The last row offers a very different experience, though — you get 30 inches of pitch back there, plus you have to deal with the galley and lavatories just behind, plus limited recline due to the wall (the aisle seat is fully reclined in the picture below).

There’s no seat-back entertainment in coach, either.

Instead of a tablet holder in the tray table, economy seats offer a pop-down platform at the back of each seat — the same model installed in AA’s new fleet.

There’s also a universal power outlet — two for each row in economy, and one at every seat in first class.

They’re by no means large, and appear to be the same version selected by AA.

The sinks are bizarrely narrow, too.

Overall Impression

While the 737 MAX 9’s interior may not look all that different from the Sky Interior version of United’s 737-900ERs, the plane’s exterior has a very different appearance — the swoop livery and chevron engine design make the MAX look almost like a “baby Dreamliner.”

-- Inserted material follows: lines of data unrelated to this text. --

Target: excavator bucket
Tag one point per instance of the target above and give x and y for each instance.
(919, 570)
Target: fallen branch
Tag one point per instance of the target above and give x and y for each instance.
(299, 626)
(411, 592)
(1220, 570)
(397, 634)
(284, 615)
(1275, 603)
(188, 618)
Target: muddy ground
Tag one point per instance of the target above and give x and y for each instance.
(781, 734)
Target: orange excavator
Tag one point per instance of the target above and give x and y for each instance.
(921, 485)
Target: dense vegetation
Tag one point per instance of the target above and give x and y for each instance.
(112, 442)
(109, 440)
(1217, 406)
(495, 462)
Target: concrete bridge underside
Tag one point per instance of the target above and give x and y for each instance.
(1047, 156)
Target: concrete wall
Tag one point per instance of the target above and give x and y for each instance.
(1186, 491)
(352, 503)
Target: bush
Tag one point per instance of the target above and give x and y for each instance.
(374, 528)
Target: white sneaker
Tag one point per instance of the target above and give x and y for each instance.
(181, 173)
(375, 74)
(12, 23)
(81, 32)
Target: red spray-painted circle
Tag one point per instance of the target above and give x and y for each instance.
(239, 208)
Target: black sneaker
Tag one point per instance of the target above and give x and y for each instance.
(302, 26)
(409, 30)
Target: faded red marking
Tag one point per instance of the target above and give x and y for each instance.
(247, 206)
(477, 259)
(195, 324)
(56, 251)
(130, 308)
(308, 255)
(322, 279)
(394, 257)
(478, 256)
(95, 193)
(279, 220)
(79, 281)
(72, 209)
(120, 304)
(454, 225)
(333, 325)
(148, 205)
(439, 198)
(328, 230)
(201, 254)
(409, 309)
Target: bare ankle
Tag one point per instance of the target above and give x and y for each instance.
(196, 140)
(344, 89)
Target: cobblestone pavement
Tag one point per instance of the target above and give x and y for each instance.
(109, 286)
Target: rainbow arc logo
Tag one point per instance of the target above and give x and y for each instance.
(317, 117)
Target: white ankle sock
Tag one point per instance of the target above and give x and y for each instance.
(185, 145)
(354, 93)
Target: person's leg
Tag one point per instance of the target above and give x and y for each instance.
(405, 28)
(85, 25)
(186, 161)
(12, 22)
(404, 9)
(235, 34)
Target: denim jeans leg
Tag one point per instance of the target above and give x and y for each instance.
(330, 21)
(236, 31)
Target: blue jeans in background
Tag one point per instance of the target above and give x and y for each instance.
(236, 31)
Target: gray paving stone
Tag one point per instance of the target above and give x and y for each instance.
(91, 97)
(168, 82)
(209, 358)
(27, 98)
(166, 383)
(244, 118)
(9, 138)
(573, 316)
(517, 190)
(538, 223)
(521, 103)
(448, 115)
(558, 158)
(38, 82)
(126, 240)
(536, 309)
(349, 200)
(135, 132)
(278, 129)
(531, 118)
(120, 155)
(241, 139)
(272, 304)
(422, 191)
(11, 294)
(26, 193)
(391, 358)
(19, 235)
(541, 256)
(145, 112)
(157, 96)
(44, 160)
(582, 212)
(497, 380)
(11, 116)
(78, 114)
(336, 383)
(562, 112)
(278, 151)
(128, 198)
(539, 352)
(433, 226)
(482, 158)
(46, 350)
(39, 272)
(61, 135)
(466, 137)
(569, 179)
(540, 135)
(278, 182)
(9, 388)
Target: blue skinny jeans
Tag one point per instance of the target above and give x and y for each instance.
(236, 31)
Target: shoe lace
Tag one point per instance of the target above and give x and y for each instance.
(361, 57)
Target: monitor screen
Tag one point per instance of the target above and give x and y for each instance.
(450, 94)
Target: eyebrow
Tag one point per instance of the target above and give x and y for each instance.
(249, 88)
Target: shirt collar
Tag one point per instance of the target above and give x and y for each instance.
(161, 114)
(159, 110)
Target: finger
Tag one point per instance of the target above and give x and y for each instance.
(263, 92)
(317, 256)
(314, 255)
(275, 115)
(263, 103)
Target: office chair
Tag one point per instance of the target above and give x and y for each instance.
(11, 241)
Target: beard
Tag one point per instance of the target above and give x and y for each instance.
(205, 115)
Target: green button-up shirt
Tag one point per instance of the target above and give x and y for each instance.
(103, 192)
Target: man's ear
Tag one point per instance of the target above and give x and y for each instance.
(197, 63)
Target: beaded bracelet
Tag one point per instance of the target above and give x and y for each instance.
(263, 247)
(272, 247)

While I have yet to fly on a MAX myself, I’m told that the plane is noticeably quieter than the Next-Generation Boeing 737. I’m also a fan of the drop-down tablet holder in coach, though many travelers will no doubt miss having a seat-back display. The onboard ViaSat Wi-Fi should be especially speedy, though, making it easy to pass the time by browsing the web or streaming free content from United’s local server.

Currently, United’s latest planes are scheduled to enter service on June 7, 2018, with the first flight departing from Houston (IAH) at 7:35am. They’ll operate flights throughout North America — Alaska and Hawaii included.